Omelia (03-03-2019)
padre Paul Devreux


Mi viene spontaneo citare questi detti di Gesù per pretendere di non essere giudicato.

Come mai non vedo la trave che ho nell'occhio, mentre vedo benissimo i difetti degli altri?

Mi sembra di capire che la mia cecità e tendenza a giudicare viene da un bisogno: il bisogno di sopravvivenza. Per sopravvivere devo difendermi e cercare sempre di emergere e di piacere. Se invece mi scopro povero, ho paura di essere rifiutato e marginalizzato.


Faccio un esempio. Domenica scorsa qualcuno mi ha citato il proverbio: "Chi semina grandine raccoglie tempesta". Subito ho pensato che poteva applicarsi a tante persone, ma non ho pensato minimamente che poteva essere vero anche per me. Eppure di tempeste ne ho raccolte tante. Come mai non riesco a vedere che ho seminato grandine? Perché normalmente, in tutte le situazioni, chi viene dichiarato colpevole viene marginalizzato e di questo ho paura. Perciò qualsiasi cosa faccio la considero giustificabile e quindi giusta, non condannabile. Vedo benissimo i difetti e le colpe degli altri; le mie non posso né vederle né ammetterle.

Chi mi darà la libertà di vedere?


Gesù prende il cieco nato, lo porta in disparte, lontano da quelli di cui ha paura, e lì lo ama cosi tanto da donargli la vista e la libertà di tornare a stare con gli altri.
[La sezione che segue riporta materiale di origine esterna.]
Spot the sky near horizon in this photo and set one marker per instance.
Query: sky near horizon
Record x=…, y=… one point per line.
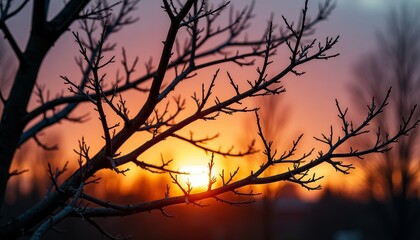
x=355, y=21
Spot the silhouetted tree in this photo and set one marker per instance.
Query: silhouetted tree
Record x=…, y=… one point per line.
x=392, y=178
x=163, y=114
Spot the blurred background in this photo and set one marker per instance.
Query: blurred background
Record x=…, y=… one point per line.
x=379, y=47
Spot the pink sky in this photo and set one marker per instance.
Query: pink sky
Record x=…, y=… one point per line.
x=355, y=21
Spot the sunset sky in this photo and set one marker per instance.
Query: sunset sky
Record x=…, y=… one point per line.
x=310, y=98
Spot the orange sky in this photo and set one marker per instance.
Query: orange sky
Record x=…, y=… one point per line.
x=310, y=98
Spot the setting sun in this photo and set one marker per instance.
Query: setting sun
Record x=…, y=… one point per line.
x=198, y=175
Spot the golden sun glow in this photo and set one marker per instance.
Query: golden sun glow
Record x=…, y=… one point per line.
x=198, y=175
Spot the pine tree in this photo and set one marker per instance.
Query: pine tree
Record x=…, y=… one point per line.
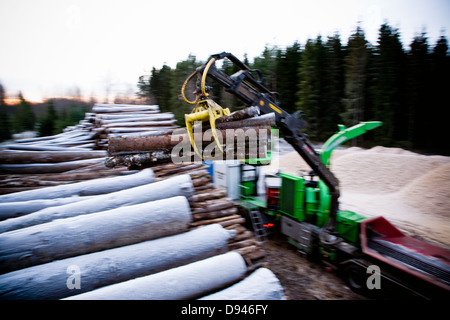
x=334, y=83
x=24, y=118
x=387, y=88
x=288, y=62
x=355, y=78
x=47, y=126
x=5, y=123
x=439, y=107
x=418, y=91
x=178, y=75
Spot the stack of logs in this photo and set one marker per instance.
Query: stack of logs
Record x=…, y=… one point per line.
x=242, y=134
x=210, y=205
x=43, y=166
x=117, y=120
x=79, y=151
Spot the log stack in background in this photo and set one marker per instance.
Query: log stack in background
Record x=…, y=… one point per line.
x=64, y=218
x=80, y=151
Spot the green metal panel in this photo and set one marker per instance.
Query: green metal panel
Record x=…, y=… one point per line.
x=248, y=188
x=323, y=213
x=347, y=225
x=292, y=196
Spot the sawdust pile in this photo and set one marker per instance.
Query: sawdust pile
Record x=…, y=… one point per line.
x=409, y=189
x=378, y=170
x=430, y=192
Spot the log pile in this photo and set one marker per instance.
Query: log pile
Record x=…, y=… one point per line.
x=161, y=237
x=121, y=119
x=117, y=227
x=79, y=151
x=242, y=135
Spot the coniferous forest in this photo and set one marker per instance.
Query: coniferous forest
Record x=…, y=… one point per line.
x=331, y=82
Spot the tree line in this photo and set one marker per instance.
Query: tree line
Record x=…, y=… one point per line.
x=47, y=118
x=332, y=83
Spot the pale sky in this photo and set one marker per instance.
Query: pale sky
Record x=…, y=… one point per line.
x=51, y=47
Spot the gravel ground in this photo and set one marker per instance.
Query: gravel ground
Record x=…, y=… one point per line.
x=303, y=279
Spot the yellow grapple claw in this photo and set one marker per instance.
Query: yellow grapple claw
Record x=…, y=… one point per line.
x=205, y=110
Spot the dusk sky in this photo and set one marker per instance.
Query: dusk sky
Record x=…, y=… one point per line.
x=50, y=47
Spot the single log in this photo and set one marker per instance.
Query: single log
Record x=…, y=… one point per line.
x=240, y=115
x=140, y=144
x=48, y=167
x=175, y=186
x=137, y=129
x=216, y=220
x=186, y=282
x=111, y=108
x=232, y=222
x=148, y=158
x=218, y=193
x=214, y=214
x=242, y=244
x=260, y=285
x=147, y=123
x=85, y=188
x=99, y=269
x=33, y=147
x=93, y=232
x=216, y=206
x=244, y=236
x=17, y=209
x=111, y=118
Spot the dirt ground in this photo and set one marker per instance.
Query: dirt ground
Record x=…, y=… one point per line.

Vedere è una libertà che scaturisce dal sentirsi amati, accolti per quello che siamo. Più mi sento accolto, più sono libero di essere un povero, bisognoso degli altri e beato.
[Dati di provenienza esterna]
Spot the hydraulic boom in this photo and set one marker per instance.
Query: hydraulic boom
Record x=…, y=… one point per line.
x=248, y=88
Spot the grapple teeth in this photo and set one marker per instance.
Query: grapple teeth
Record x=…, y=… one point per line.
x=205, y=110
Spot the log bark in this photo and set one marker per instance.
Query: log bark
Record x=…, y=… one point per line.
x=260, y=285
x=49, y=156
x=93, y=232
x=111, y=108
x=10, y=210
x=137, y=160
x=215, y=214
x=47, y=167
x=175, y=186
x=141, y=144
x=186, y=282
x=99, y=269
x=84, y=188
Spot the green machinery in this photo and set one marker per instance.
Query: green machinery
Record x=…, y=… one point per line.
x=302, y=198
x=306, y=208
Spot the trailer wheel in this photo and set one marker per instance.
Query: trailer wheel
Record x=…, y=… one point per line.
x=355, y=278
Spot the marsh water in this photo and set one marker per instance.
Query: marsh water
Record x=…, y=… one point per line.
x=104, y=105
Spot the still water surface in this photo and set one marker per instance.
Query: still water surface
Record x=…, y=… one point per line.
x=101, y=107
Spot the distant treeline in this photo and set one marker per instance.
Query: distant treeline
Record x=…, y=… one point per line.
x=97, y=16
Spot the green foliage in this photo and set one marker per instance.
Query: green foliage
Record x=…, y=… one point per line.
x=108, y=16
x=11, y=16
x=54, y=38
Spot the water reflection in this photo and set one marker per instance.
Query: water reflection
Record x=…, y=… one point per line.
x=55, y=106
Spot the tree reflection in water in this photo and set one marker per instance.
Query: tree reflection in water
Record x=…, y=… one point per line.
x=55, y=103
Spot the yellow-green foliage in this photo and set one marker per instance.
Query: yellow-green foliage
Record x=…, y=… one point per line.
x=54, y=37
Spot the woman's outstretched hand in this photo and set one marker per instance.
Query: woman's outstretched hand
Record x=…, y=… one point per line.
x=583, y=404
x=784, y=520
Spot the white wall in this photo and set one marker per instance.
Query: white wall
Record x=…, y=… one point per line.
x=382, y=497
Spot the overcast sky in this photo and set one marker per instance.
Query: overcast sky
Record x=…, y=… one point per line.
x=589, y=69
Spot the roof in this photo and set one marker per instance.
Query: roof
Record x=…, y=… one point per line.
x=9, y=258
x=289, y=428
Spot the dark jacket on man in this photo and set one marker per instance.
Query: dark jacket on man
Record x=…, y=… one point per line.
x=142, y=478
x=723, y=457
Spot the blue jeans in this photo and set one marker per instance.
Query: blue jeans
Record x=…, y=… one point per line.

Quando confesso, vorrei poter dare prima l'assoluzione e poi ascoltare, perché è dal sentirsi accolti che nasce la libertà di spogliarsi e farsi vedere per quello che siamo. Di fatto, se ho la libertà di spogliarmi, è perché Dio mi ha già amato, altrimenti nessuno molla la sua corazza. Chi non si sente amato si chiude a riccio.


L'albero porta frutti buoni se pianta le sue radici nella Parola di Dio e se si lascia illuminare e scaldare da quel sole che è l'Amore Gratuito di Dio.

Più riesco a dare tempo al Signore nella mia giornata, più lo accolgo come maestro, più sono liberò di capire me stesso e gli altri, senza giudicare.